Allison Mack may have pled guilty to charges of racketeering for her involvement in NXIVM, but her legal troubles are far from over. The former Smallville actress has been named as a defendant alongside founder Keith Raniere and other top members in a new lawsuit charging the personal development company of being a Ponzi scheme, conducting illegal experimentation on humans and exploitation of its female recruits.

It claims that Mack, Raniere and 13 other individuals “exerted power over the plaintiffs; took their money; made it financially, physically and psychologically difficult, and in some cases impossible, to leave the coercive community; and systematically abused plaintiffs physically and emotionally.”

“The recently filed civil suit shows that several of the plaintiffs who appeared as witnesses at the criminal trial were less than candid when they testified under oath they were not going to sue raniere. Clearly, these people were motivated by money, a motivation the jury should have known. This will be one of several issues we will raise in court,” Marc Agnifilo, Raniere’s lawyer, said in a statement.

ET has reached out to lawyers Mack for comment.

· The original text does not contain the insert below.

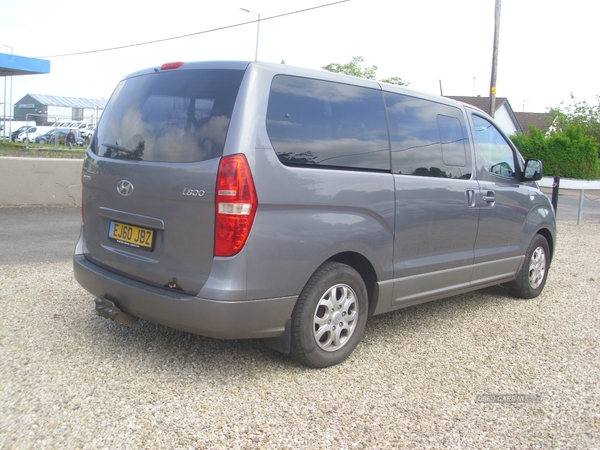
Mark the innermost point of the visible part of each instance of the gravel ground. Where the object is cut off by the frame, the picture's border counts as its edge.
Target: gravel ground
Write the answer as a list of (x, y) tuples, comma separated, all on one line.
[(481, 370)]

Founded in the 1990s, NXIVM garnered national attention in 2017 when the New York Times exposed it as a pyramid scheme and cult that forced its female recruits into sexual slavery. In the years since, Raniere was arrested and later indicted on federal charges. In July 2019, the founder was convicted of racketeering and sex trafficking. 

During that time, various notable people were revealed to be members or recruits -- from an heiress to the Seagram Company fortune to a daughter of a former Dynasty actress -- but none were more shocking than Mack. Soon after she was arrested in April 2018, reports alleged that the actress had been responsible for recruiting women to be slaves and branding them. A year later, Mack pleaded guilty in court and is still awaiting sentencing. 

More specifically, Mack, who was considered a “master,” is accused of exploiting several women -- many of whom are unnamed in the lawsuit over fears that “their reputations will suffer or they will lose job opportunities if they were to be linked to the group,” the New York Times reports

The suit alleges that Mack was “tasked with selecting attractive, trustworthy women who could become sexual partners for Raniere.” Several women also assert that the actress forced them to be her slaves and instructed them to have sex with the founder. And in one case, she is accused of “stating that this was a special assignment that would help her get over trauma from past abuse.” 

Another unnamed woman claims that she “was required to provide collateral, which would destroy her family, business, and reputation, if released publicly,” and when Mack was asked to return it, she refused. 

Similar to past accusations made by actress Catherine Oxenburg, the lawsuit says Mack put one of the female recruits “on a restricted calorie diet,” which caused her to develop medical conditions. 

In another interview with the New York Times, Mack claimed that she had a part in the creation of the group's ritual, which involved women being branded. The lawsuit says that Mack was asked to make it appear that the brandings “were consensual.”

One female member, who was recruited to a group created just for women of East Asian descent called “One Asian,” recalls Mack telling her that sex was “no big deal,” and that it was “just like playing tennis.” Another group, called “TEN C,” was allegedly created by Mack specifically for “procuring young women from college sororities for Raniere.”

In order to maintain control over their members and further isolate them from outside influence, the lawsuit alleges that Raniere, Mack and her wife, Battlestar Galactica actress Nicki Clyne, created a fake news outlet called “Knife of Aristotle.”

Mack was 23 years old when she first joined NXIVM after she became unhappy with her acting career and had hopes of becoming a “great actress again.” Soon, the actress had devoted herself to the cult and became a high-ranking member within the organization. In addition to her role as master, Mack also became a face of NXIVM, appearing in promotional videos for the cult. 

While pleading guilty to racketeering charges in April, 2019, the actress said, “I must take full responsibility for my conduct… I am and will be a better person as a result of this.” Mack faces up to 20 years in prison in that case.